Solitude is Not a Scary Word

John Loengard_Georgia O'Keeffe's LibraryThe idea and topic of solitude is nearly always on the tip of my tongue and in the foremost part of my brain. Some people fear that word – think it implies some kind of negative situation: the act of being alone. I understand that the idea of complete aloneness can be a terrifying thing for many of us – but I can’t imagine a life where solitude didn’t play a leading role.

My love affair with solitude started back as a sophomore in college. No, I didn’t love being alone at 19 – hanging out alone, driving alone, eating alone – and frankly, none of that happened. As a young college kid, I was usually stuck in some run down apartment with five other clamoring girls and my days were filled with loudness and chaos. I knew nothing of peace and little of quiet.

My life sort of changed upon the entrance of Rainer Maria Rilke. If you know me well, you know that my relationship with this poet is at its weakest point, fierce–and at its strongest, completely overwhelming. It would not be overreaching to say that his words pulsate through my life in a very real way. A topic that Rilke covers at length is solitude and the importance of it in your life. The pain of it is sweet and ultimately turns into a need that brings a wealth of comforting and self-awareness.

“love your solitude and try to sing out with the pain it causes you. For those who are near you are far away… and this shows that the space around you is beginning to grow vast…. be happy about your growth, in which of course you can’t take anyone with you, and be gentle with those who stay behind…”

“the point of marriage is not to create a quick commonality by tearing down all boundaries; on the contrary, a good marriage is one in which each partner appoints the other to be the guardian of his solitude, and thus they show each other the greatest possible trust. A merging of two people is an impossibility, and where it seems to exist, it is a hemming-in, a mutual consent that robs one party or both parties of their fullest freedom and development.”

This idea of protecting someone’s solitude is something that many people can’t wrap their head around – why would you in fact, encourage your beloved to spend time away from you? Our culture is completely obsessed with the avoidance of lonliness. With running away from quiet. We are an untrusting culture and we fear what the possible outcome could be of protecting the aloneness of another. I try to remember that in our aloneness we develop ourselves, understand ourselves, and grow as people. There is a powerful freedom in that – and I want to protect it for those I love. I want them to protect it for me. As I enter into a marriage in a matter of weeks, one of the most comforting things to me is that we practice this. We give each other the gift of our own solitude.
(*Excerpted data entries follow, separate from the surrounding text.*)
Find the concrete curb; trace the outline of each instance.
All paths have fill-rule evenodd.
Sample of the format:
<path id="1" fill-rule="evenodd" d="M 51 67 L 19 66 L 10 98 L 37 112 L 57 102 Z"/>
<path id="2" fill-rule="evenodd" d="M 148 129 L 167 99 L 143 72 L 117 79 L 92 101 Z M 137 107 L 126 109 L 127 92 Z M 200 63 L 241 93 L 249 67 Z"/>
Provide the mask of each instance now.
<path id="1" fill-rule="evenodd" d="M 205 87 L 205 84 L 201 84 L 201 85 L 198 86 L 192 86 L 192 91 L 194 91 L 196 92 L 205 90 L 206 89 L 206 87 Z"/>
“Love consists of this: two solitudes that meet, protect and greet each other.”

After reading a lot about the importance of my own solitude, at 19, I decided to practice it. For nearly 2 years, I took myself out to dinner once a week. I read. I wrote. I watched people in a way that I never would if I had not been alone. I sat for hours in coffee shops. I went on long walks. I drove into the mountains. I cooked alone. In many ways, those singular moments helped to create my core personality – the best parts that I still love today. My independence. My creativity. My need to write. My desire to hear my own thinking. And comfort in my own skin. Sure, that has come and gone over the years – but the practice of being alone makes it much easier to find on days when I feel like a foreigner in my own life.

A lot has happened in the past 10 years. Sometimes solitude finds you when all you want is someone else. And other times, when all you want is to be alone – you can’t shake others around you. It is a hard space to find. This morning, a good friend of mine posted this video, which was an amazing, wonderful, beautiful reminder to spend time with yourself. That you are enough. That you can love and relate and connect, and still take those moments of pure aloneness for yourself. We should enjoy them. We should look forward to them. And, if we have an art, we must take the time to practice it. I am taking note – again.

“Make your ego porous. Will is of little importance, complaining is nothing, fame is nothing. Openness, patience, receptivity, solitude is everything.”

All quotes by Rainer Maria Rilke.


7 replies »

  1. I too have been relishing my time in solitude as of late – but you have put the words to what I’ve been feeling. Times of solitude slow down time itself, allow me to mark its passage. I have let too many spring’s slip away unnoticed, surrounded by people and things to distract me. No more.

  2. Beautiful post Chels!

    I love when you say being alone taught you to observe in a way you can only do while by yourself. I think that’s a huge reason I enjoy it so much. Lately I have been taking as much time as I can, because I know motherhood is going to change allot of things, and while I know I can still find some time, I can’t shake this feeling that “alone” is going to change for awhile once the baby is born. So I’m cherishing my time right now.